We conduct four sets of experiments. The first group uses a traditional U-net structure to perform nuclear segmentation on images, including four layers of downsampling and upsampling operations. The second group (short for U-net+) adds a residual module to the expansive path of the traditional U-net structure, making it easier for the training process to grasp features at different scales. The third group (short for PGU-net) applies the progressive growing training method to the traditional U-net structure, continuously increasing the resolution of the input image from 32 to 256 and slowly migrating the low-resolution layer parameters trained in the previous stage. The fourth group adds residual modules in the traditional U-net structure and introduces a progressive growing training mode. The superiority of our proposed PGU-net+ is verified by comparing the four sets of experiments.

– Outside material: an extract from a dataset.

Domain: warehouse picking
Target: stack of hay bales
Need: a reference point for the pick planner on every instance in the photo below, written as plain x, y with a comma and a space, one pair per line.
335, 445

By comparing experiments on the Herlev dataset, a total of four set of segmentation results for the dataset are summarized. As shown in Table 1
, we give three indicators of ZSI, precision and recall. It shows that the U-net network structure with residual module (PGU-net+ model and U-net+ model) is superior to the classic U-net neural network (PGU-net model and U-net model). The progressive growing U-net network structure (PGU-net+ model and PGU-net model) is superior to the classic U-net neural network (U-net+ model and U-net model). The progressive growing with the residual module U-net structure we proposed achieves the best segmentation results. The results of the two groups of cell segmentation experiments are shown in Fig4. It can be seen that the PGU-net+ has better segmentation results for cells of different sizes and shapes. We also compare other studies for this dataset. Table 2 shows the superiority of our model in the three indicators of ZSI, precision and recall under a single model. Our proposed PGU-net+ structure has a segmentation accuracy of 0.925 on the Herlev dataset, and the parameter amount (13M) and computation are much smaller than other models.
In this work, we propose to add the residual module in the expansive path of the classic U-net structure, and adopt the progressive growing training mode. Four models (PGU-net+, U-net+,PGU-net and U-net)are used to test on the Herlev dataset. The experimental results show that our model is effective to extract multi-scale information, making the task of extracting multi-scale information more explicit. Furthermore, this residual module can be easily inserted into other higher-order and more complex neural network structures, and the progressive growing training method can also be optimized to solve different scale target detection and target segmentation problems in other fields.
Acknowledgments. This work is supported in part by the National Key Research and Development Program of China under Grant 2018YFC0910700 and the National Natural Science Foundation of China (NSFC) under Grants 81801778, 11831002, 11701018.